I'm trying to integrate Storm (see here) into my project. I grok the concepts of topologies, spouts, and bolts. But now, I'm trying to figure out the actual implementation of a few things.
A) I have a polyglot environment with Java and Clojure. My Java code is a callback class with methods firing streaming data. The event data pushed to those methods, is what I want to use as a spout.
So the first question is how to connect the data coming into those methods, to a spout ? I'm trying to i) pass an backtype.storm.topology.IRichSpout , then ii) pass a backtype.storm.spout.SpoutOutputCollector (see here) to that spout's open function (see here). But I can't see a way to actually pass in any kind of map or list.
B) The rest of my project is all Clojure. There will be a lot of data coming through those methods. Each event will have an ID of between 1 and 100. In Clojure, I'll want to split data coming from the spout, into different threads of execution. Those, I think, will be the bolts.
How can I set up a Clojure bolt to take event data from the spout, then break-off a thread based on the ID of the incoming event ?
Thanks in advance Tim
[EDIT 1]
I've actually gotten past this problem. I ended up 1) implementing my own IRichSpout. I then 2) connected that spout's internal tuple to the incoming stream data in my java callback class. I'm not sure if this is idiomatic. But it compiles and runs without error. However, 3) I don't see the incoming stream data (definitely there), coming through the printstuff bolt.

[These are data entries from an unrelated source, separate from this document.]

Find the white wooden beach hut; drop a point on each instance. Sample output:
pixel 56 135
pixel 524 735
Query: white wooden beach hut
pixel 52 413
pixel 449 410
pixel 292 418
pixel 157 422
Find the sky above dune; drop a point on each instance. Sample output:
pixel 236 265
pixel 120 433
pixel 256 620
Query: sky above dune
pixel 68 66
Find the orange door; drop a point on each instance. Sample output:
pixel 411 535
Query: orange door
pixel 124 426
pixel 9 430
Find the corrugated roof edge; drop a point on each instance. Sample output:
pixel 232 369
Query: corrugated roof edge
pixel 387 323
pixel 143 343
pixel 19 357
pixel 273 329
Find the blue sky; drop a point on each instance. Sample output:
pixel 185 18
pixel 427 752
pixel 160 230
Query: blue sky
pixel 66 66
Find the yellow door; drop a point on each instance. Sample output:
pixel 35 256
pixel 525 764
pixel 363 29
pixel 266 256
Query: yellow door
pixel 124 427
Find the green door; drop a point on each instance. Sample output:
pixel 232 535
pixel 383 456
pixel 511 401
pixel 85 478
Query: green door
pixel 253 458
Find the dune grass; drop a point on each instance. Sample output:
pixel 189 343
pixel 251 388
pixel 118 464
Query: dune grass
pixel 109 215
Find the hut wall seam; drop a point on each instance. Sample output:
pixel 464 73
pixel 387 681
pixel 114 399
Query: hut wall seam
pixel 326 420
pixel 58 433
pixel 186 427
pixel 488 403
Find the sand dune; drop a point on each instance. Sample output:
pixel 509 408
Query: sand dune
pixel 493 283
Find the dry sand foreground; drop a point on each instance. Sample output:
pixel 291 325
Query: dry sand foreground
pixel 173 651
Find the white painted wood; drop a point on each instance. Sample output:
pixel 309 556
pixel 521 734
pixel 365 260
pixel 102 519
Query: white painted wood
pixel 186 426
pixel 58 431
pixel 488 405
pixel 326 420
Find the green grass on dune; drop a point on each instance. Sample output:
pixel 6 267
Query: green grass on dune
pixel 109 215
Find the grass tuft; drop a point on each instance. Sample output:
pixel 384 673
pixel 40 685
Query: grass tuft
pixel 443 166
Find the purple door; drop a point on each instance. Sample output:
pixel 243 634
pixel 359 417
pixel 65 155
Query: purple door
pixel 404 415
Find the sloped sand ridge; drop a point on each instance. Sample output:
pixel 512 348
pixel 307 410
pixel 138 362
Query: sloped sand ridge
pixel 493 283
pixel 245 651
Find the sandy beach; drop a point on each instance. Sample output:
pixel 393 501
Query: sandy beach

In order to ensure that the event data gets propagated, is there something specific I have to do in the spout or bolt implementation or topology definition? Thanks.
;; tie Java callbacks to a Spout that I created (.setSpout java-callback ibspout) (storm/defbolt printstuff ["word"] [tuple collector] (println (str "printstuff --> tuple["tuple"] > collector["collector"]")) ) (storm/topology { "1" (storm/spout-spec ibspout) } { "3" (storm/bolt-spec { "1" :shuffle } printstuff ) })
[EDIT 2]
On the advice of SO member Ankur, I'm rejigging my topology. After I've created my Java callback, I pass it's tuple to the below IBSpout, using (.setTuple ibspout (.getTuple java-callback))
. I don't pass the entire Java callback object, because I get a NotSerializable error. Everything compiles and runs without error. But again, there's no data coming to my printstuff bolt. Hmmm.
public class IBSpout implements IRichSpout { /** * Storm spout stuff */ private SpoutOutputCollector _collector; private List _tuple = new ArrayList(); public void setTuple(List tuple) { _tuple = tuple; } public List getTuple() { return _tuple; } /** * Storm ISpout interface functions */ public void open(Map conf, TopologyContext context, SpoutOutputCollector collector) { _collector = collector; } public void close() {} public void activate() {} public void deactivate() {} public void nextTuple() { _collector.emit(_tuple); } public void ack(Object msgId) {} public void fail(Object msgId) {} public void declareOutputFields(OutputFieldsDeclarer declarer) {} public java.util.Map getComponentConfiguration() { return new HashMap(); } }